Centralized Logging with Elasticsearch

2018-09-20 elk docker elasticsearch

How to Centralize Logging with Elasticsearch, Logstash, Kibana

What is ELK?

An ELK stack is usually made up of system log listener middleware such as Logstash. It runs in the background as a daemon or process that collects stream of information from flat files. Kibana is the UI for search through logs interactively. Sure, you can use grep or curl the REST API to search through logs, but having a user interface makes it much easier to visualize events and key metrics.

Why ELK?

Having a single point of access to applications and system logs is essential to root cause analysis and troubleshooting. The ELK stack makes it possible to aggregate and search through logs.

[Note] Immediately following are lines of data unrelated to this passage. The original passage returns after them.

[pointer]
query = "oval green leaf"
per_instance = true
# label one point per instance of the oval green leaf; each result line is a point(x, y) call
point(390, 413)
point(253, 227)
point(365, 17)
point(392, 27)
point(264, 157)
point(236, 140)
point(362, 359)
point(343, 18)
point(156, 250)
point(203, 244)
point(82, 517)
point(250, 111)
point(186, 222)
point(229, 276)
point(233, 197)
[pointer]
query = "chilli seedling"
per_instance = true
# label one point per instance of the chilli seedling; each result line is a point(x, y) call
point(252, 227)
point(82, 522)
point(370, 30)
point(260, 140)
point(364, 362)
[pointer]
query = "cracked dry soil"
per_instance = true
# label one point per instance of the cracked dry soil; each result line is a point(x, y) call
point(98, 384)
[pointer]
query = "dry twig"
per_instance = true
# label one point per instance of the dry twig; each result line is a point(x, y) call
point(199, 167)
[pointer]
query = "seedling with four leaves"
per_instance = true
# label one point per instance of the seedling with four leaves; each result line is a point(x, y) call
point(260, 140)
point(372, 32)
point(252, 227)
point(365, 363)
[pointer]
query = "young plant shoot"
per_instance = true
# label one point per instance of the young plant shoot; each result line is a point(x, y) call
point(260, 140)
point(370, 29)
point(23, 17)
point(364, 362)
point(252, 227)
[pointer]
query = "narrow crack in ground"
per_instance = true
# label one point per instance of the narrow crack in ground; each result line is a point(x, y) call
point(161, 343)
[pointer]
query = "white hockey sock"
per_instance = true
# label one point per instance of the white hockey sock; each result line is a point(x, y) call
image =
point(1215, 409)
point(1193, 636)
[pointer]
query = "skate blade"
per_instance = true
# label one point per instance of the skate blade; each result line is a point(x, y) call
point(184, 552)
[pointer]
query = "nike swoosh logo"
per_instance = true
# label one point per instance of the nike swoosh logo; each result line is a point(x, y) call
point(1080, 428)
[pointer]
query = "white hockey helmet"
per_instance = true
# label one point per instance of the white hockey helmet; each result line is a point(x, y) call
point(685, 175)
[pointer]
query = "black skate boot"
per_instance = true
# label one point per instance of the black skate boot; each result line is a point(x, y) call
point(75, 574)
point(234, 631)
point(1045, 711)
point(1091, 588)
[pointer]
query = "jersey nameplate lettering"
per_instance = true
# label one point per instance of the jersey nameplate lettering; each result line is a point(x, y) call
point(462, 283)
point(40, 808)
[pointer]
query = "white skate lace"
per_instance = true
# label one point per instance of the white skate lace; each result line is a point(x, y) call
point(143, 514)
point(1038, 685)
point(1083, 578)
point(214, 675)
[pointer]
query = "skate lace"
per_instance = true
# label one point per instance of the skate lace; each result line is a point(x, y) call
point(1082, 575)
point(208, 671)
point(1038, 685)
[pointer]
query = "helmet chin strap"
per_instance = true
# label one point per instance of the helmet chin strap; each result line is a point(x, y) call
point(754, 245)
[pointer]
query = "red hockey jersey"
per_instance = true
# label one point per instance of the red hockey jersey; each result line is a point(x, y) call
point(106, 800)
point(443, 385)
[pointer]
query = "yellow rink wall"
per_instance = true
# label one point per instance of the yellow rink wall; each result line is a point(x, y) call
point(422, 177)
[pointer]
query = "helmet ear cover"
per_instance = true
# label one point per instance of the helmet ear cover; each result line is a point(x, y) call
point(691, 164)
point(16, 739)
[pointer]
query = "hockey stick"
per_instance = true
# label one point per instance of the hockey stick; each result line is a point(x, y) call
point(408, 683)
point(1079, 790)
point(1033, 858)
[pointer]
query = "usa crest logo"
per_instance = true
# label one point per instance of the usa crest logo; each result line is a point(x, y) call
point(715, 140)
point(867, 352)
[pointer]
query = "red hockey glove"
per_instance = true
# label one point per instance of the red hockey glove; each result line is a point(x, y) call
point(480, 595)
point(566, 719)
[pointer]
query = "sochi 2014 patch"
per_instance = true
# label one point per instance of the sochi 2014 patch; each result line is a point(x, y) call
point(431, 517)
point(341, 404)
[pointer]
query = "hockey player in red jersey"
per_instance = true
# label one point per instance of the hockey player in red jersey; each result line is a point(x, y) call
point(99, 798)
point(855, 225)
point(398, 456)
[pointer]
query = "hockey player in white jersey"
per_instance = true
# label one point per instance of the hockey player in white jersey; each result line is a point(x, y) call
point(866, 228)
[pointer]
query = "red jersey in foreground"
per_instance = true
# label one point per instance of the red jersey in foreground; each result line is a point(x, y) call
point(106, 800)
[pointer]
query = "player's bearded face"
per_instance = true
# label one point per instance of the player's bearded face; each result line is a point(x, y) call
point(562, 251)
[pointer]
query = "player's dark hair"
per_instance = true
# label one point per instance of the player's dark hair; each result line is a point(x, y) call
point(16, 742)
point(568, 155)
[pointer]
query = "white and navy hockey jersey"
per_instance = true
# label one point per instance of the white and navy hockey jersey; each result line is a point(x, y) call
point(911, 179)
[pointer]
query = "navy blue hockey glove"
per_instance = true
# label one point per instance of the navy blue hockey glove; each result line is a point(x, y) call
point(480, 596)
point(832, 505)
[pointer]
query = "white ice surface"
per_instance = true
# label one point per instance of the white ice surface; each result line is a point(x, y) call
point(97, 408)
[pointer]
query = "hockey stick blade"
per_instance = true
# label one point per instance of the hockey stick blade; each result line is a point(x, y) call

There used to be a time when, if you had one service running on Windows that requried doing a full text search on 30 days worth of logs, you’d just open FileSeek and you’re good to go. This approach, does not scale for gigabytes of daily logs.

There are plenty of hosted logging solutions like AWS CloudWatch Sentry, Honeycomb, Stackdriver. Depending on the volume of logs, you may want to host your own ELK cluster as services like hosted logging may be too costly to retain all log levels over time.

The ELK pipeline lets you choose where logs come from, how they are formatted and where they go.

Native Centralized Logging

Although it’s recommended to use Kubernetes to run Elasticsearch in Docker containers, if you are on an on-premise or local environment where container technology isn’t available, you can also run the full ELK stack natively.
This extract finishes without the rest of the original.